Message 15 of 33 (33369)
02-27-2003 10:41 AM
Reply to: Message 14 by jimmyevolution
02-27-2003 9:54 AM


Re: there's no hidden agenda, for God's sake
Or Darwin's for that matter. Okay jimmy, if we're to take you at your word and accept that you have been the unfortunate victim of some very poor "popular" (using the term loosly), racist scientists, then you should be willing to look at the actual science, yes?

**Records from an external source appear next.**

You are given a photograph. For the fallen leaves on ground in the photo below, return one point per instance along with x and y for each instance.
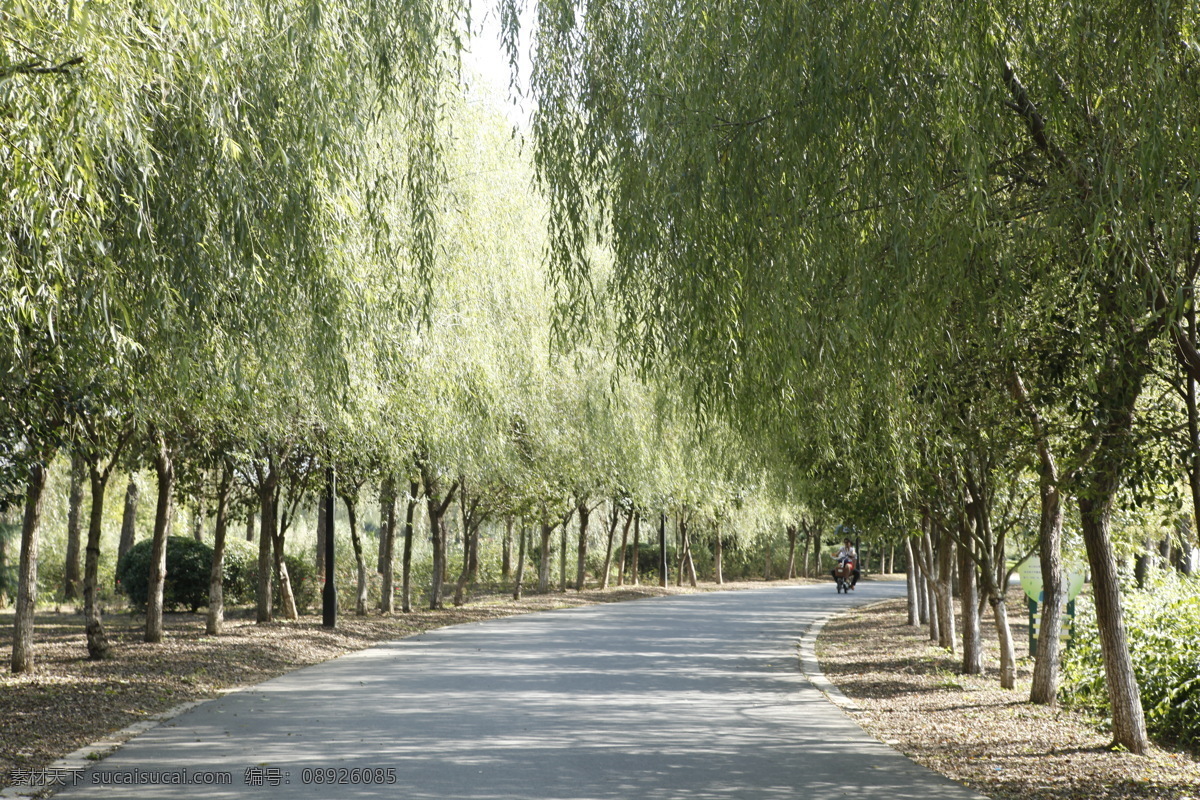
(69, 702)
(967, 728)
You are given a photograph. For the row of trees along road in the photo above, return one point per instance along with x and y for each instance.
(244, 241)
(928, 250)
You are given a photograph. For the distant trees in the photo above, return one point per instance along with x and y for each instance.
(856, 242)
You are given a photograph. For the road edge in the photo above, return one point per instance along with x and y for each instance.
(810, 667)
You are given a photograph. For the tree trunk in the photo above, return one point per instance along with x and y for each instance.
(129, 521)
(264, 597)
(388, 546)
(1128, 719)
(75, 528)
(804, 553)
(406, 570)
(94, 626)
(1007, 648)
(911, 575)
(562, 557)
(282, 577)
(507, 551)
(607, 551)
(918, 567)
(624, 547)
(943, 589)
(969, 594)
(637, 546)
(198, 518)
(523, 535)
(215, 620)
(581, 561)
(929, 569)
(165, 468)
(1193, 461)
(1045, 669)
(437, 511)
(689, 564)
(27, 579)
(664, 576)
(544, 557)
(791, 552)
(718, 558)
(360, 599)
(321, 535)
(766, 564)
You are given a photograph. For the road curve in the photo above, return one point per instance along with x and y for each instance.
(691, 696)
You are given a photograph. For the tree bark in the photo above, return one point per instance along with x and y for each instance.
(969, 594)
(791, 552)
(27, 576)
(607, 551)
(198, 518)
(437, 510)
(930, 570)
(215, 619)
(544, 557)
(581, 561)
(129, 519)
(97, 641)
(688, 563)
(664, 576)
(388, 546)
(942, 588)
(766, 565)
(321, 535)
(282, 576)
(637, 546)
(523, 535)
(71, 576)
(1193, 461)
(562, 557)
(718, 557)
(1128, 719)
(507, 551)
(624, 547)
(406, 575)
(165, 468)
(360, 596)
(264, 599)
(911, 583)
(1054, 599)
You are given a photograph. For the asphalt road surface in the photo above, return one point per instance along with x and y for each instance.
(685, 697)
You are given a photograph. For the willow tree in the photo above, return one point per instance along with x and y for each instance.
(789, 185)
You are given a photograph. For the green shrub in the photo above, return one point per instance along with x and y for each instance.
(1163, 626)
(305, 583)
(240, 571)
(189, 564)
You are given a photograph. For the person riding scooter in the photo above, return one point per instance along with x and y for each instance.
(847, 554)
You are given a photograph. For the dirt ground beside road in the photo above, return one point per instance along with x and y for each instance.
(971, 731)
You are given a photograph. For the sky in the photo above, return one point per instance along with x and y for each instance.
(486, 65)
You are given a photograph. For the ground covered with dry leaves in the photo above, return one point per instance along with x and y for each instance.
(913, 698)
(69, 702)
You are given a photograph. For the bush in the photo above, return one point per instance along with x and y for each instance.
(305, 583)
(189, 564)
(240, 571)
(1163, 625)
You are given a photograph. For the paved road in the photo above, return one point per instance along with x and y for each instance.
(690, 697)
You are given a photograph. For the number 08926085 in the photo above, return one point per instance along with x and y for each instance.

Try this article for a start, published in a peer-reviewed journal by a specialist in genetics: An apportionment of human DNA diversity. Here's an abstract:
quote:
It is often taken for granted that the human species is divided in rather homogeneous groups or races, among which biological differences are large. Studies of allele frequencies do not support this view, but they have not been sufficient to rule it out either. We analyzed human molecular diversity at 109 DNA markers, namely 30 microsatellite loci and 79 polymorphic restriction sites (restriction fragment length polymorphism loci) in 16 populations of the world. By partitioning genetic variances at three hierarchical levels of population subdivision, we found that differences between members of the same population account for 84.4% of the total, which is in excellent agreement with estimates based on allele frequencies of classic, protein polymorphisms. Genetic variation remains high even within small population groups. On the average, microsatellite and restriction fragment length polymorphism loci yield identical estimates. Differences among continents represent roughly 1/10 of human molecular diversity, which does not suggest that the racial subdivision of our species reflects any major discontinuity in our genome. (emphasis mine)
This abstract (and I linked to the full article), shows that there is NO basis for making wild extrapolations about the biological basis for "race". There is NO genetic evidence that there are significant differences among human populations. Rather, that the most significant differences are found within human populations - as I noted in a previous post.
How does this fit with your previous reading?